Matera
Italian comune
Matera is an Italian city in the Basilicata region. Known for its ancient cave-dwellings called Sassi (Stones), it was probably founded by the Romans in the 3rd century BC. During the Aragonese domain, the population rebelled against the crown and killed the count Giovanni Carlo Tramontano. From 1663 to 1806, it was the capital of Basilicata, until Joseph Bonaparte reassigned it to Potenza. In 1943, Matera was the first Italian city to react against the Nazi-fascism domination.
This geography-related article is a stub. You can help out with Wikiquote by expanding it! |
Quotes
edit- Anyone who sees Matera cannot help but be awe-struck, so expressive and touching is its sorrowful beauty.
- Carlo Levi, as quoted in Le mille patrie, Donzelli, 2000, p. 193.

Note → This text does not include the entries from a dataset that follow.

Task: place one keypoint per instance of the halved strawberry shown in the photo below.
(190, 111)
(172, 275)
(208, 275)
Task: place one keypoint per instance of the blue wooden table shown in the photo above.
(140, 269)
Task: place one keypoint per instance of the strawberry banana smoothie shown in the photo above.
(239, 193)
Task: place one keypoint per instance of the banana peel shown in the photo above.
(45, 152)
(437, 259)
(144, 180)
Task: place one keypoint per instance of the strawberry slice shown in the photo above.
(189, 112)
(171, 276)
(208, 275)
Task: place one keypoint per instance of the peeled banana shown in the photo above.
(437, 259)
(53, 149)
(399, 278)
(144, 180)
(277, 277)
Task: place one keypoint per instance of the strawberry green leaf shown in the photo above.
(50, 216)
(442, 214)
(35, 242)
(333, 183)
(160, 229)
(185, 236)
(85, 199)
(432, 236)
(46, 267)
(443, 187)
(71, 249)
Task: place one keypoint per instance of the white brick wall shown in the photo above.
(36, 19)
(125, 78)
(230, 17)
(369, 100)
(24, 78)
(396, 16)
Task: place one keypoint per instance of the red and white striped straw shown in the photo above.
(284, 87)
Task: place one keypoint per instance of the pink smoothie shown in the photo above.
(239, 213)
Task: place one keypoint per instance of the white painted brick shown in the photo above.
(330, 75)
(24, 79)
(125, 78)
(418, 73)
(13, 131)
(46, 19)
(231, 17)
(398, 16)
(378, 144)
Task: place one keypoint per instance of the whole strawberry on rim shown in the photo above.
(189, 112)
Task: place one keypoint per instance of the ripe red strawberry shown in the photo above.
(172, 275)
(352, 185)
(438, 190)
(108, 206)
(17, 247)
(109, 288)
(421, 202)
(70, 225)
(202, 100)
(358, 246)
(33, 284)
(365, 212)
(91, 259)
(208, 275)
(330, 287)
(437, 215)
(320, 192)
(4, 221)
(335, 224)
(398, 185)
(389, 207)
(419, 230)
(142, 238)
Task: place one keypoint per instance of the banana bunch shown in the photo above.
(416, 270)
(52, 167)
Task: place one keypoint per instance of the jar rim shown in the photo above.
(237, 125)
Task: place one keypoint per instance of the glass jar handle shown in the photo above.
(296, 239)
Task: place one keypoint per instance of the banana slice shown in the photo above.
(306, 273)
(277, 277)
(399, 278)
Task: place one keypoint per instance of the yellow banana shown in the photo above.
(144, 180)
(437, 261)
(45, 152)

- Archaeologically the most interesting town in Italy.
- Thomas Eric Peet, as quoted in The stone and bronze ages in Italy and Sicily, Clarendon Press, 1909, p. 4.
- Houses 10, one above another like seats in a theatre, built down the sides of an oval hole; more men cannot stand on a mountain than on the under plain. Dined in a garden, offered by a farrier of the town as we were looking for a tree in the suburbs ; the man very civil and well behaved, which is the general character.

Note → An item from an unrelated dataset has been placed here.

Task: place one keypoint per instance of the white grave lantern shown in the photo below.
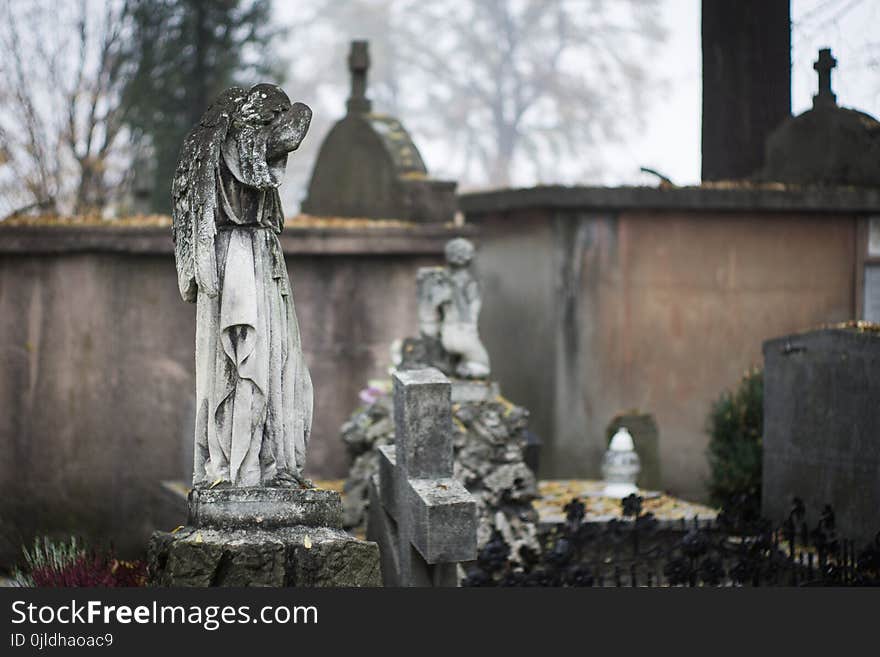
(621, 466)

- George Berkeley, as quoted in Life and letters of George Berkeley by Alexander Campbell Fraser, Clarendon Press, 1871, p. 559.
- Matera is like a giant beehive–solid looking on the outside, but actually made up almost entirely of tunnels, passageways, chambers and chambers atop chambers [...] still very much alive, gaunt and barren, and strangely beautiful, had stood for millennia and may stand for millennia to come.
- Michael Cunningham, as quoted in Michael Cunningham's Hours in Matera, by I-Italy magazine.
- Some parts of the city are two thousand years old and it looks very much like what ancient Judea must have looked like. The architecture of the city, its rocks and the surrounding landscape are all excellent backdrops. The first time I saw Matera, I went crazy, because it was simply perfect.
- Mel Gibson, as quoted in Matera a biblical Landscape, by APT Basilicata.
- Yes, it is true that King David was a flop, but I’d do it all over again, because it gave me the opportunity to discover a remarkable city, Matera, which I would never have otherwise got to know.
- Richard Gere, as quoted in Matera a biblical Landscape, by APT Basilicata.